|Year of offer||2019|
|Subject level||Graduate coursework|
|Fees||Subject EFTSL, Level, Discipline & Census Date|
The aims for this subject is for students to develop an understanding of the main algorithms used in natural language processing and text retrieval, for use in a diverse range of applications including search engines, machine translation, text mining, sentiment analysis, and question answering. Topics to be covered include text pre-processing, part-of-speech tagging, context-free grammars, n-gram language modelling, and text classification. The programming language used is Python.

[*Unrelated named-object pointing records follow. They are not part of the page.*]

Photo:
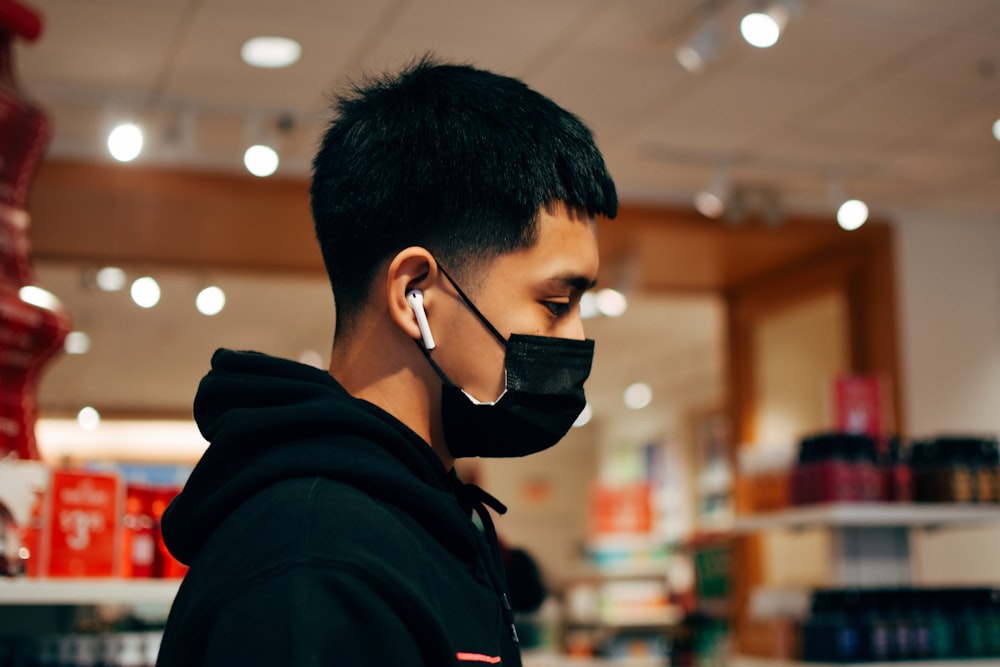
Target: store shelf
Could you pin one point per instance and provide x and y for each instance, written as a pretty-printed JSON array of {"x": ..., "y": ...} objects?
[
  {"x": 667, "y": 617},
  {"x": 746, "y": 661},
  {"x": 87, "y": 591},
  {"x": 870, "y": 515}
]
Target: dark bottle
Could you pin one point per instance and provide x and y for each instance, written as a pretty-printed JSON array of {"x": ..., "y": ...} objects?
[
  {"x": 940, "y": 623},
  {"x": 987, "y": 490}
]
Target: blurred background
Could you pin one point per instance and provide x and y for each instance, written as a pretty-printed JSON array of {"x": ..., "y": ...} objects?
[{"x": 807, "y": 244}]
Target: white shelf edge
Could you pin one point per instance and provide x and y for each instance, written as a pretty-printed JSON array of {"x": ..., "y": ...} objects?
[
  {"x": 749, "y": 661},
  {"x": 87, "y": 591},
  {"x": 861, "y": 515}
]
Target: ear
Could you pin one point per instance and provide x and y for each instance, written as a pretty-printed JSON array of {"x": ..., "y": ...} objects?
[{"x": 411, "y": 268}]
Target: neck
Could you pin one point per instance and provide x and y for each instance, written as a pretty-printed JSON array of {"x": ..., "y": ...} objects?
[{"x": 379, "y": 365}]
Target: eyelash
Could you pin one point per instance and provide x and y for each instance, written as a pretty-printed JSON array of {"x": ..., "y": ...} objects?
[{"x": 558, "y": 308}]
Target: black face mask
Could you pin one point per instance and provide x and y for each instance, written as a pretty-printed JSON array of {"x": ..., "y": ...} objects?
[{"x": 542, "y": 398}]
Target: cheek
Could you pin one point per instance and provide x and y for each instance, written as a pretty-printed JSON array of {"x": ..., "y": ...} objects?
[{"x": 473, "y": 360}]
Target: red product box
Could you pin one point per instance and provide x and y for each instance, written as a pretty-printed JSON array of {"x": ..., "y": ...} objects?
[
  {"x": 139, "y": 535},
  {"x": 166, "y": 566},
  {"x": 82, "y": 525}
]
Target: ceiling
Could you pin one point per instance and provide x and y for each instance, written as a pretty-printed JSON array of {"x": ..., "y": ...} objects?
[{"x": 892, "y": 99}]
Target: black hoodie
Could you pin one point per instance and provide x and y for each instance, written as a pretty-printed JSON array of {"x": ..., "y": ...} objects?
[{"x": 320, "y": 530}]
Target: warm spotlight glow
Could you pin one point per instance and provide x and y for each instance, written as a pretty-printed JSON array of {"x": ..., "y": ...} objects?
[
  {"x": 852, "y": 214},
  {"x": 261, "y": 160},
  {"x": 270, "y": 52},
  {"x": 638, "y": 395},
  {"x": 36, "y": 296},
  {"x": 88, "y": 418},
  {"x": 210, "y": 301},
  {"x": 77, "y": 342},
  {"x": 145, "y": 292},
  {"x": 760, "y": 29},
  {"x": 125, "y": 142},
  {"x": 611, "y": 302},
  {"x": 111, "y": 279},
  {"x": 709, "y": 205},
  {"x": 311, "y": 358},
  {"x": 588, "y": 306}
]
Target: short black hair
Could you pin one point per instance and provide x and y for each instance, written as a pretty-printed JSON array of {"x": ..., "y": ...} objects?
[{"x": 448, "y": 157}]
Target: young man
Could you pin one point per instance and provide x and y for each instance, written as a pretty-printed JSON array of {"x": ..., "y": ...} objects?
[{"x": 324, "y": 525}]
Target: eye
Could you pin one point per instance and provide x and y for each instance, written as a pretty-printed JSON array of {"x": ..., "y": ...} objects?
[{"x": 557, "y": 308}]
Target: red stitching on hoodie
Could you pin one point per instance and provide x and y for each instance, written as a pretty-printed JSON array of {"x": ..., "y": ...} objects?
[{"x": 478, "y": 657}]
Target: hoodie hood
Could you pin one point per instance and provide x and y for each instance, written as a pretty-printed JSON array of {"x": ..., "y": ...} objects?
[{"x": 270, "y": 419}]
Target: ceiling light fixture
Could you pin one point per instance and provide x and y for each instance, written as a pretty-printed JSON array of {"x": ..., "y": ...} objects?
[
  {"x": 125, "y": 142},
  {"x": 261, "y": 160},
  {"x": 210, "y": 301},
  {"x": 711, "y": 202},
  {"x": 704, "y": 45},
  {"x": 110, "y": 279},
  {"x": 88, "y": 418},
  {"x": 638, "y": 395},
  {"x": 145, "y": 292},
  {"x": 77, "y": 342},
  {"x": 270, "y": 52},
  {"x": 762, "y": 29},
  {"x": 851, "y": 213},
  {"x": 611, "y": 302},
  {"x": 38, "y": 297}
]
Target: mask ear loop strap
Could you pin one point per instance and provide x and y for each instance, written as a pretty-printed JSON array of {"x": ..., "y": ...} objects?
[{"x": 472, "y": 307}]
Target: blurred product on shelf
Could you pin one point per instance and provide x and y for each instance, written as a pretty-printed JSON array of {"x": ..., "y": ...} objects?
[
  {"x": 762, "y": 483},
  {"x": 894, "y": 624},
  {"x": 134, "y": 648},
  {"x": 844, "y": 467},
  {"x": 100, "y": 521},
  {"x": 956, "y": 469},
  {"x": 32, "y": 322},
  {"x": 836, "y": 467}
]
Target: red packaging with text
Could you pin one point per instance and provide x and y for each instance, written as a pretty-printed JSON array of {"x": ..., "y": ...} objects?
[{"x": 82, "y": 525}]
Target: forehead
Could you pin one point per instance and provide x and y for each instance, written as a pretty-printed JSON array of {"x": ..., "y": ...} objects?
[{"x": 566, "y": 245}]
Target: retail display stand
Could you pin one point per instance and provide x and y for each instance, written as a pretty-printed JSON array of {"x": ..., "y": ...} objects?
[
  {"x": 86, "y": 592},
  {"x": 870, "y": 546}
]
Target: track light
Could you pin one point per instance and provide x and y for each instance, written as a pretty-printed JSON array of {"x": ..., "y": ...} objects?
[
  {"x": 125, "y": 142},
  {"x": 703, "y": 46},
  {"x": 763, "y": 28},
  {"x": 261, "y": 160},
  {"x": 851, "y": 213},
  {"x": 711, "y": 202}
]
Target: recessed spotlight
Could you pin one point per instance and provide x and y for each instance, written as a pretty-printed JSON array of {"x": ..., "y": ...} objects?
[
  {"x": 260, "y": 160},
  {"x": 110, "y": 279},
  {"x": 311, "y": 358},
  {"x": 77, "y": 342},
  {"x": 88, "y": 418},
  {"x": 125, "y": 142},
  {"x": 852, "y": 214},
  {"x": 36, "y": 296},
  {"x": 210, "y": 301},
  {"x": 145, "y": 292},
  {"x": 638, "y": 395},
  {"x": 611, "y": 302},
  {"x": 270, "y": 52}
]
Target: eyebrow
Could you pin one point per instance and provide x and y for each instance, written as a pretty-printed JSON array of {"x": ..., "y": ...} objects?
[{"x": 575, "y": 282}]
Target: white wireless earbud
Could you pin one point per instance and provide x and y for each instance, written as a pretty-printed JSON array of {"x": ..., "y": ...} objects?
[{"x": 416, "y": 300}]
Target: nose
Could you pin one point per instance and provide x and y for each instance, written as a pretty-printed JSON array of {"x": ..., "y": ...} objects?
[{"x": 573, "y": 327}]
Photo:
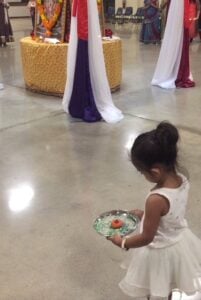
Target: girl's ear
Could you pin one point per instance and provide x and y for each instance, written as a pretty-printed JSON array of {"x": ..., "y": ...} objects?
[{"x": 155, "y": 172}]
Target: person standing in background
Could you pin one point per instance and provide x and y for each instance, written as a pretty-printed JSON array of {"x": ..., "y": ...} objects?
[
  {"x": 6, "y": 32},
  {"x": 151, "y": 31}
]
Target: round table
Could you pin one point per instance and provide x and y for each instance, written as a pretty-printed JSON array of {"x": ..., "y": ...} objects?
[{"x": 44, "y": 65}]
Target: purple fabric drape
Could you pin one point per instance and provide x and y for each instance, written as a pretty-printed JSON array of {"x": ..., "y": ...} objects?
[{"x": 82, "y": 104}]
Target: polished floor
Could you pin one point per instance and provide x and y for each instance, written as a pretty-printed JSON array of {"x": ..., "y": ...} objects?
[{"x": 58, "y": 174}]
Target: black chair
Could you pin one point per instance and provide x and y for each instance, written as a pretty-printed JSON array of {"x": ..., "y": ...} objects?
[
  {"x": 109, "y": 17},
  {"x": 138, "y": 16}
]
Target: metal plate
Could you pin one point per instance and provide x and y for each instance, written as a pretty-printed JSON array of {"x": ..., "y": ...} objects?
[{"x": 102, "y": 224}]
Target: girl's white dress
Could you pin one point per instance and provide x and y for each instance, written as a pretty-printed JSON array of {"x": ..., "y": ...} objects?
[{"x": 172, "y": 260}]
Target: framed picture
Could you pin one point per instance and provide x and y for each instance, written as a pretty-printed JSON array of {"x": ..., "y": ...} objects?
[{"x": 47, "y": 10}]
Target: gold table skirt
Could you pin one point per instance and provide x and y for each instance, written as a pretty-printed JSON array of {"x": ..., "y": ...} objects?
[{"x": 44, "y": 65}]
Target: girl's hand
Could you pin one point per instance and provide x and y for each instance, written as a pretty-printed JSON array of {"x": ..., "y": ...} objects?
[{"x": 116, "y": 240}]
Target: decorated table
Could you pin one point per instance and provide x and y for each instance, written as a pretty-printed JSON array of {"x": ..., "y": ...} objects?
[{"x": 45, "y": 65}]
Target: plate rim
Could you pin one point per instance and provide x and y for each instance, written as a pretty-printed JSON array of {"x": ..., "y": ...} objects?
[{"x": 107, "y": 213}]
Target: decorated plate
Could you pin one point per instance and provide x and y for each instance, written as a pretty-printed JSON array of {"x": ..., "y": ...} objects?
[{"x": 113, "y": 222}]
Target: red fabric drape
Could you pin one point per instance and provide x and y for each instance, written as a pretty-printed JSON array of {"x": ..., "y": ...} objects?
[
  {"x": 184, "y": 68},
  {"x": 80, "y": 9}
]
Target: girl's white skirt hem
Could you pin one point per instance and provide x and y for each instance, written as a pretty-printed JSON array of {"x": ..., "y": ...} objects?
[{"x": 155, "y": 272}]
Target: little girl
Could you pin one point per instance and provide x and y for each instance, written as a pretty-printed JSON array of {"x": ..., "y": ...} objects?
[{"x": 167, "y": 254}]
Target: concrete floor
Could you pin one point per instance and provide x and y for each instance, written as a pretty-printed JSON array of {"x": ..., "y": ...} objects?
[{"x": 57, "y": 175}]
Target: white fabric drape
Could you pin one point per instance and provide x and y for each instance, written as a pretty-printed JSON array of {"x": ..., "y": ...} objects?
[
  {"x": 170, "y": 54},
  {"x": 99, "y": 81}
]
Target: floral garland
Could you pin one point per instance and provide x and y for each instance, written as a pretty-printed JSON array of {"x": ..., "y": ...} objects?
[{"x": 49, "y": 23}]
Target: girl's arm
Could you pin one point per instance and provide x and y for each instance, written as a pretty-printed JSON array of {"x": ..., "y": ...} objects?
[
  {"x": 156, "y": 206},
  {"x": 137, "y": 212}
]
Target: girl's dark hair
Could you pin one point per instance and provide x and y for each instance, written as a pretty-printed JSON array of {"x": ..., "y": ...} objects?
[{"x": 156, "y": 146}]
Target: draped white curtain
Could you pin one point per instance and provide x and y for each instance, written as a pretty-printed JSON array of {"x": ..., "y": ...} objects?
[
  {"x": 100, "y": 86},
  {"x": 170, "y": 54}
]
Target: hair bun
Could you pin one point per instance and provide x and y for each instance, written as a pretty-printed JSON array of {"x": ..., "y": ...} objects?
[{"x": 167, "y": 134}]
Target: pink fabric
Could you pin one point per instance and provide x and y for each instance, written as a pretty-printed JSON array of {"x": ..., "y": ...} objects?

Topics covered may include:
- Text classification algorithms such as logistic regression
- Vector space models for natural language semantics
- Structured prediction, Hidden Markov models
- N-gram language modelling, including statistical estimation
- Alignment of parallel corpora
- Term indexing, term weighting for information retrieval
- Query expansion and relevance feedback
Intended learning outcomes
INTENDED LEARNING OUTCOMES (ILO)
On completion of this subject the student is expected to:
- Identify basic challenges associated with the computational modelling of natural language
- Understand and articulate the mathematical and/or algorithmic basis of common techniques used in natural language processing and information retrevial
- Implement relevant techniques and/or interface with existing libraries
- Carry out end-to-end research experiments, including evaluation with text corpora as well as presentation and interpretation of results.
On completing this subject, students should have the following skills:
- Formulate and implement algorithmic solutions to computational problems, with reference to the research literature
- Apply a systems approach to complex problems, and design for operational efficiency
- Design, implement and test programs for small and medium size problems in the Python programming language.